Uzun zamandan beri tarım iyi yönetilmiyor. Konu uzmanlarını tasfiye eden, koltuk sevdalısı kifayetsiz muhterislerle çalışan Tarım Bakanlığı, ne yazık ki,memleketin gıda güvenliğinin içine etti ve ülkeyi gıdada tam bağımlı hale getirdi
Bu sene buğday üretimi ciddi açık verdi. Orta Anadolu'da verim iyi olsa da bir çok bölgede düşük. Zaten buğday ithalatı serbest, hatta gümrük fonları bile sıfırlandı. Döviz yüksek sıkıysa ithal edin zihniyeti iflas edeli çok oldu. Bizde de maliyetler aldı başını gitti. Hasat döneminde yerlerde sürünen buğday fiyatlarının artması bir anlam ifade etmiyor üretici için.

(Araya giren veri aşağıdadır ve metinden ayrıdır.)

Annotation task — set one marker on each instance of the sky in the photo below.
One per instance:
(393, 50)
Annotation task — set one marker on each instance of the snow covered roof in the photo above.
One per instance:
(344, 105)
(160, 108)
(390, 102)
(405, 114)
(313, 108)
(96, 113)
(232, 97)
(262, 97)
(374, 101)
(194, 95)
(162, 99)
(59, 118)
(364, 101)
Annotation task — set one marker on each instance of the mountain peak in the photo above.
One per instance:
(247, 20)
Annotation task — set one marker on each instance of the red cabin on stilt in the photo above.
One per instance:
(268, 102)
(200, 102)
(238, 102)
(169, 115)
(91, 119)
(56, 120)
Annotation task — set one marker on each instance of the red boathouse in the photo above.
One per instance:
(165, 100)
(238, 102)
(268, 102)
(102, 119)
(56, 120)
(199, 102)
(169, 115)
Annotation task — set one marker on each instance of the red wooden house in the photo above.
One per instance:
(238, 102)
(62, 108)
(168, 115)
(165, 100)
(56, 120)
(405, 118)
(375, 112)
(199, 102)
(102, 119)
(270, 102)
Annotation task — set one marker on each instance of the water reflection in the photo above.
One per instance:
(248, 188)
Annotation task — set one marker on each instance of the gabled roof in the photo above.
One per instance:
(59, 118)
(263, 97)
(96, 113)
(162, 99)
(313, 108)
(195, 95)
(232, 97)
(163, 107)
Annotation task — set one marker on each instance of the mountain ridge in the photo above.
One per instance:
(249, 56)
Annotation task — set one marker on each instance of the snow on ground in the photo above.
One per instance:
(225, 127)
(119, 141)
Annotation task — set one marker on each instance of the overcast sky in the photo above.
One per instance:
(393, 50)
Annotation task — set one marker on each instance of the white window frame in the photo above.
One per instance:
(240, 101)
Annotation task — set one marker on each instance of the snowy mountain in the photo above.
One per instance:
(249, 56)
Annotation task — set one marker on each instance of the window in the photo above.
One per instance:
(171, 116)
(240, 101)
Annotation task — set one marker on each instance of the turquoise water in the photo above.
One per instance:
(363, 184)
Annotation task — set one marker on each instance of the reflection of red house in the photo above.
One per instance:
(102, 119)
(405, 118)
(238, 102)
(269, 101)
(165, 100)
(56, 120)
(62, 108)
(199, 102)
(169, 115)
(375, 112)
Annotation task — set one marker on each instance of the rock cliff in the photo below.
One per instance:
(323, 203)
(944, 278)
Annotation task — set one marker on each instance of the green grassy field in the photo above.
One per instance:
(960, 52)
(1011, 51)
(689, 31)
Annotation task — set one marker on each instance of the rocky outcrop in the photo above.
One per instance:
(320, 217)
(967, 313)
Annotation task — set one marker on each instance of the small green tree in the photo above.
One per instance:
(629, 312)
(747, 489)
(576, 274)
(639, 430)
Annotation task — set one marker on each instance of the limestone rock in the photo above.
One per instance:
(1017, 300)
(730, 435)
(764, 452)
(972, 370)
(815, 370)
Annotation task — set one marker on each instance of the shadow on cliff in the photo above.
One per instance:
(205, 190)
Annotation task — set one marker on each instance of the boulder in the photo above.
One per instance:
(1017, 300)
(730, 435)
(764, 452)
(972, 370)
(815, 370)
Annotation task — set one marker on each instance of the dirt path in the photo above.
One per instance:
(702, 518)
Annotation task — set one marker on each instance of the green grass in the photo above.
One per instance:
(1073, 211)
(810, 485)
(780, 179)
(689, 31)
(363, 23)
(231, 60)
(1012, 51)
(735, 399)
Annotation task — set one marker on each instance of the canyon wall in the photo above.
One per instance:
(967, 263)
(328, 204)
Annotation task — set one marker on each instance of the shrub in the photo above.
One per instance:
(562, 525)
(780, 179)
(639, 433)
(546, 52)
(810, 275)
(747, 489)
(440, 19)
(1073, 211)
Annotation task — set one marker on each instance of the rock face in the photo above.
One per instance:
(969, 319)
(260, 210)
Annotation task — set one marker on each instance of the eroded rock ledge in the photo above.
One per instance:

Bir ay sonra ekim sezonu başlayacak. İşlenebilir arazilerin yarısına buğday, arpa ve diğer kışlık hububat ekilecek. Mazotta alınan % 39'luk ÖTV oranı bitti. Her gün ufak ufak zam gelmeye başladı. Petrol düşerken mazot artar mı? Elbette artar. Dolar artıyor. Eğer iktidar seçim korkusuyla ÖTV'den vazgeçmeseydi mazot bugün 7.5 lira olacaktı. Çok geçmez yakında o fiyatları görür. Döviz fiyatları gübre fiyatlarını da uçurdu. En çok kullanılan 18-46 gübresi 150 lirayı çoktan geçti. Üre 100 lirayı devirmek üzere. İlaçlar da aldı başını gidiyor. Harmanda buğdayını 85 kuruşa satan çiftçi, bir ay sonra buğdayını nasıl ekecek? Onun da kolayı var. Kredi kullanacak. Çiftçinin bankası Tarım Kredi kooperatifleri, şu anda özel bankalardan bile yüksek faiz uyguluyor.
Buğday ekim alanlarının hızla düşmesinin nedeni, maliyetlerin aşırı artması ve sürekli yapılan gümrüksüz ithalatlarla fiyatların düşürülmesi ve çiftçinin zarar ettirilmesidir. Hayvan ithalatı rekor üstüne rekor kırıyor. Bir sene içinde memlekete 850 bin büyükbaş hayvan getirildi. Şarbon hastalığı ortaya çıkmasaydı milletin yapılan kontrolsüz ithalattan haberi olmayacaktı. Şarbon probleminde bile suçu medyaya atan bir zihniyet memlekete hizmet edebilir mi? Elbette hayır. Kaymakamdan daire başkanı yapılan Tarım Bakanlığı, taşra teşkilatlarının gayretleriyle bir şeyler yapmaya çalışıyor. Yoksa merkez teşkilatı konu dışı personellerle yönetiliyor. Konulara Fransız oldukları 100 günlük eylem planında da bağırıyordu zaten.
Nohuttan mercimeğe, buğdaydan mısıra, etten yağa her şeyi ithal eden bir ülke, kendi potansiyellerini kurutur ancak. Nitekim buğday ekim alanı 95 milyon dekardan 77 milyon dekara, arpa ekim alanı 30 milyon dekardan 23 milyon dekara, toplam ekili alan 240 milyon dekardan 190 milyon dekara düşmüştür.
Çiftçimiz ekmiyor. Ekmeyi düşünmüyor. Tarımda cari açık sürekli artıyor. Tarımsal ürünlerde ithalat ve ihracat dengeli iken, 10 yıldan bu yana 128 kalem tarım ürünü ithal eden memleket, ithal ettiği ürünlerde artık üretim açığı veriyor. Gıda stratejiktir. Her ülke insanının beslenmesini öncelik sırasına almak zorundadır. Brezilya'nın, Uruguay'ın, Paraguay'ın şarbonlu danaları geldikçe, bizim danalar vedaya hazırlanacaktır.